Ms JULIE BISHOP (Curtin—Minister for Foreign Affairs) (14:28): I thank the member for Dobell for her question, and I recognise her deep concern in relation to this national security issue. The government is taking strong action to address the evolving threat posed by foreign fighters. Sadly, we are seeing a younger cohort seeking to join the conflict in Syria and Iraq and an increasing number of young females. Members of this House will no doubt feel deeply for the frantic family and friends of three British schoolgirls who are thought to have travelled to Syria to join Daesh. It is hard not to be pessimistic about their fate.

But Australia has our share of such stories, some with tragic results. Family and friends of a 22-year-old girl from the Gold Coast were devastated last year when she was murdered within days of arriving in Syria. Her death was not martyrdom; it was a tragic, senseless loss. Yet more women are either joining their foreign fighter husbands or apparently seeking to find partners—the so-called jihadi brides—or are otherwise providing support for terrorist organisations. Some are joining all-female groupings which impose Daesh's sick and misguided doctrine on other women in Daesh-controlled areas. According to estimates, women now account for nearly one-fifth of all foreign fighters.

Over 500 women are believed to have come from Western countries. Thirty to 40 Australian women are known to be either engaging in or supporting terrorist activity in Syria, Iraq and here in Australia.

This defies logic given we know the attitude of Daesh towards women. If the killings and executions are not enough, Daesh has published instructions on the treatment of sexual slaves, which includes raping and beating women. Even children are not immune, with instructions encouraging sexual assault on girls who have not yet reached puberty.

Young women are joining Daesh, yet they are being exploited in the most appalling way. They are being used by men who know nothing but hate, used as sexual slaves, manipulated for propaganda and recruitment purposes and in some cases ending their lives as suicide bombers. Many are being radicalised online, seduced by slick exploitation of social media to spread Daesh's depraved narrative.

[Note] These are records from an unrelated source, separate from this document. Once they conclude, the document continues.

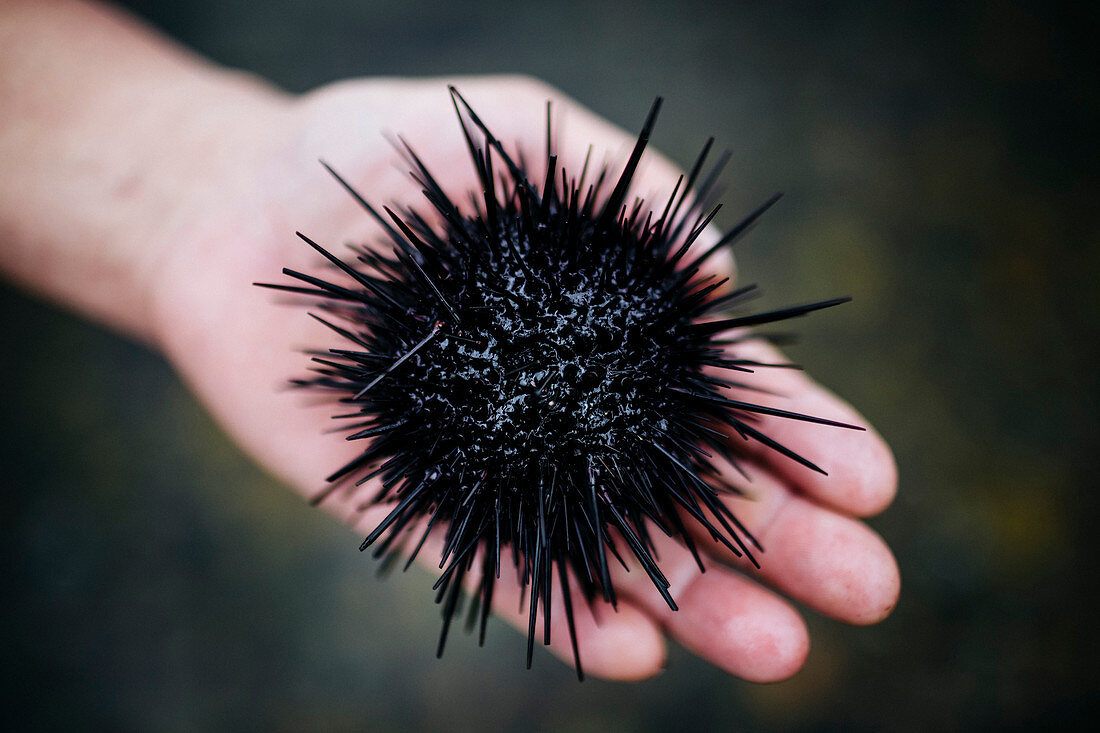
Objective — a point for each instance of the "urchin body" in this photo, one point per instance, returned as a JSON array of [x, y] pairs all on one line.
[[542, 376]]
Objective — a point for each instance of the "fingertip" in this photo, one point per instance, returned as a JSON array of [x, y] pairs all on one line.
[[627, 645], [837, 565], [883, 587], [752, 633]]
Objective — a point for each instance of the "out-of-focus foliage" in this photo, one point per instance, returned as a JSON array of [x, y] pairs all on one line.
[[941, 165]]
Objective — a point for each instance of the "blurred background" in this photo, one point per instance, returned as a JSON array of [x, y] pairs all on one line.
[[939, 164]]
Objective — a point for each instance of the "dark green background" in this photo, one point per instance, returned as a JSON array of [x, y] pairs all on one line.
[[939, 164]]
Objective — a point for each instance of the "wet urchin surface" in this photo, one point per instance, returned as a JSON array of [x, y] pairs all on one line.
[[545, 374]]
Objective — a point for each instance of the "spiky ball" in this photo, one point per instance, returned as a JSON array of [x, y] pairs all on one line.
[[539, 375]]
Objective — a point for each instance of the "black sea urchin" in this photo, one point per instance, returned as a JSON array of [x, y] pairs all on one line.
[[534, 373]]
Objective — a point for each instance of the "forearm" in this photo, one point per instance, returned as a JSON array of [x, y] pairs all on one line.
[[107, 133]]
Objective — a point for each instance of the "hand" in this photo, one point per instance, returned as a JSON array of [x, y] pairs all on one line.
[[235, 348]]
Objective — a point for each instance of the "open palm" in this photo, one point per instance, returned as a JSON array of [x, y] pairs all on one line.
[[235, 348]]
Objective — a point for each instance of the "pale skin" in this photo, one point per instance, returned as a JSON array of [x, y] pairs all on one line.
[[146, 188]]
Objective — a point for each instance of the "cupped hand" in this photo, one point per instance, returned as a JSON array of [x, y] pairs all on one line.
[[237, 348]]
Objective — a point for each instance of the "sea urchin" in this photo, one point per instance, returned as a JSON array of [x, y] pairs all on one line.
[[538, 373]]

The coalition government is committed to countering the propaganda that terrorist groups are spreading online, but family and friends are likely to be the first to see changes in young people who are radicalising. Family and friends need to reach out to young people at risk before it is too late. The government will work with them. Through a range of community programs the government is taking firm steps to combat the radicalisation of young Australians, including women and girls, to keep this country safe from terrorism.